In particular it's the pointer chasing aspect of std::unordered_set that becomes a problem (an issue shared with _most_ hash set implementations). Remember an unordered_set is not an array of items, it's an array of buckets of items (this is how hash collision is handled). Worse still, those buckets are usually linked lists. It typically can't be speculated effectively and it can't be prefetched effectively, so you become memory latency bound during an un-cached lookup. And memory latency is just shy of absolutely terrible. If you're expecting L1/L2/L3 cache hits on lookups then you're not dealing with vary large sizes probably and you're going to get much better cache density with the flat array than the array-of-buckets.

There are alternative hashsets that are flat and avoid this, but they are less common and as far as I know no standard implementation on any language uses such a hash set. There's a good talk about such a dense, flat hash set here: https://www.youtube.com/watch?v=ncHmEUmJZf4

yxhuvud · on Aug 21, 2019

Some languages have hash tables (and hence sets, as they tend to be implemented with them) that use open addressing, in a way that doesn't end up being bad cachewise unless there are unreasonably many collisions for the same hash code.
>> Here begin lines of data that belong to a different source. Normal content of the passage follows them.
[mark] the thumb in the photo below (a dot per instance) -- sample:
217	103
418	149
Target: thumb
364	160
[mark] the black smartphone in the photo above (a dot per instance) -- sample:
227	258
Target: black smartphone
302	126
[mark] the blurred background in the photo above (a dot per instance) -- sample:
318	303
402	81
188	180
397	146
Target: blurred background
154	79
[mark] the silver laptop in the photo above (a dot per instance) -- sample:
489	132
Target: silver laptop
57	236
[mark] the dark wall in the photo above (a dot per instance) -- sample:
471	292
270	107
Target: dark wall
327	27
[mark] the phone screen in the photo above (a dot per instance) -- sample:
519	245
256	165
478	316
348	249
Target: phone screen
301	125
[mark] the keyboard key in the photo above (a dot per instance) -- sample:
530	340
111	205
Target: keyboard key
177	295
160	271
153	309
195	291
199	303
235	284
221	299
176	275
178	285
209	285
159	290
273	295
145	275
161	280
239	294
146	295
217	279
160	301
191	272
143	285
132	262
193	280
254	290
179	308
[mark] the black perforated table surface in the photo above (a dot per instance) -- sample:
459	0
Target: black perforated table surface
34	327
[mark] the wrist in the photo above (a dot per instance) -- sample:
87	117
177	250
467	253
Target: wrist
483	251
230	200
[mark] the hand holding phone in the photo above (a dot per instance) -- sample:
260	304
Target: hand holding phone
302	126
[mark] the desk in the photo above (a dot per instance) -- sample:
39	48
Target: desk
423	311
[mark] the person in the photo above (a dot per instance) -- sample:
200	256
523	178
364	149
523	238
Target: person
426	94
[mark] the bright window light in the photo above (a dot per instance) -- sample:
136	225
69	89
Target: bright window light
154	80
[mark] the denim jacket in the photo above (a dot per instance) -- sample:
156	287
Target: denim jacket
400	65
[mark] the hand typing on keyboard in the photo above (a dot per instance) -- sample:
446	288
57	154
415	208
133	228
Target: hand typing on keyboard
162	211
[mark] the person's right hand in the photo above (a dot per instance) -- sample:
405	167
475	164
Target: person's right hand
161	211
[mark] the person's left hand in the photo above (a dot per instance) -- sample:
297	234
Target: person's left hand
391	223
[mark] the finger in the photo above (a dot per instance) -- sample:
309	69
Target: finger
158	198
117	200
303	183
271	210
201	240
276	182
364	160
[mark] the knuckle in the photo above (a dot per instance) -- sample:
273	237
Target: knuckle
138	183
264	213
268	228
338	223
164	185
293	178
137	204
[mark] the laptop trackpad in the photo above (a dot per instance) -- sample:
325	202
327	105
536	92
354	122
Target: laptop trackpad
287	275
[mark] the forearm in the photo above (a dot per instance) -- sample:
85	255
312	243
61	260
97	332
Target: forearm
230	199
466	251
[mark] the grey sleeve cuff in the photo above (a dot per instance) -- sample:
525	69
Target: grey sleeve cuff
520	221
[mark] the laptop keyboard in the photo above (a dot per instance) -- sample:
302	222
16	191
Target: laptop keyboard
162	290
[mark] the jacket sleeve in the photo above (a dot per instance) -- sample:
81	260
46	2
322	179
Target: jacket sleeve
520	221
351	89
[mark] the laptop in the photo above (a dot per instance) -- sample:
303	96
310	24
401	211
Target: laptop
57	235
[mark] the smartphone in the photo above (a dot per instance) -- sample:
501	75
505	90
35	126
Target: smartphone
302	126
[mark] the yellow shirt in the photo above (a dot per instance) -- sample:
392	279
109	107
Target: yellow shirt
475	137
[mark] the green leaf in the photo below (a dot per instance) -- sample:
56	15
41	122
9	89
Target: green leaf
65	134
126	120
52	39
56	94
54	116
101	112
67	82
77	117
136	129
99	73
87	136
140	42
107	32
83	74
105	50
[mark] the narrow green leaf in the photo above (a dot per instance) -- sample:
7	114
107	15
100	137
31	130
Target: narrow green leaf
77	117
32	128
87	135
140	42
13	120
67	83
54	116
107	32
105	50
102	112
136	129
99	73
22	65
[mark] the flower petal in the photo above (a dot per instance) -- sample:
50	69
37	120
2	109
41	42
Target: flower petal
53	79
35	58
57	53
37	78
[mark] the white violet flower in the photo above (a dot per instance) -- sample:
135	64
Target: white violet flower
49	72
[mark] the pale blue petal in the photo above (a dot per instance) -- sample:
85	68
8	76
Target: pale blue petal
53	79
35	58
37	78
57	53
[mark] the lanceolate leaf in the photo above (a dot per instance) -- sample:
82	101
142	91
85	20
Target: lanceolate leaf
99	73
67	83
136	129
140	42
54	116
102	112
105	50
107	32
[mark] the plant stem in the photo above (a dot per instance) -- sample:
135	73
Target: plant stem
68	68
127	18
It is also not uncommon for mature implementations to optimize the cases with few elements in the hash to use linear lookup. In some cases that optimization is also used while storing data in small hash tables.

Pointer chasing hash tables was good when cache was nonexistant or small (ie the 90s), but nowadays, open addressing is just superior.

dragontamer · on Aug 21, 2019

I am unfamiliar with std-library details, but the solution is to use Hash Tables with linear-probing, with maybe Robin-hood hashing.

Linear Probing means that if h(key) has a collision, you store the value at h(key)+1. If that has a collision, you store at h(key)+2. Etc. etc. (wrap-around if necessary). Linear Probing means that most accesses will have one-main memory fetch, and then after that, its all pre-fetchers to linear-scan for the data.

Robin-hood hashing means that the "poor" steals from the rich. "Poor" values are the ones who have to be probed significantly: maybe 10x or 20x, or 100x, away from their preferred spot. A "rich" value is one which has been placed close to its ideal spot.

The idea is that you average-out your linear probing distances, so that instead of having 100x (on some probes) and 0x on other probes, all of your hash values will tend towards... roughly 3x probes or so. (I forget the math exactly).

Its as simple as checking on insertion: if values[h(foo)+rehash_count].rehash_count > current_rehash_count, you insert foo into that location. Then, you take THAT value, and hash it forward.

---------

It seems like hash-tables + linear probing with robinhood hashing is popular these days for L1 caches (everyone at offset 5 away from their ideal is way more cache friendly than most at offset 0, but some at offset 100). But I'm not aware of any standard-lib implementation of the technique.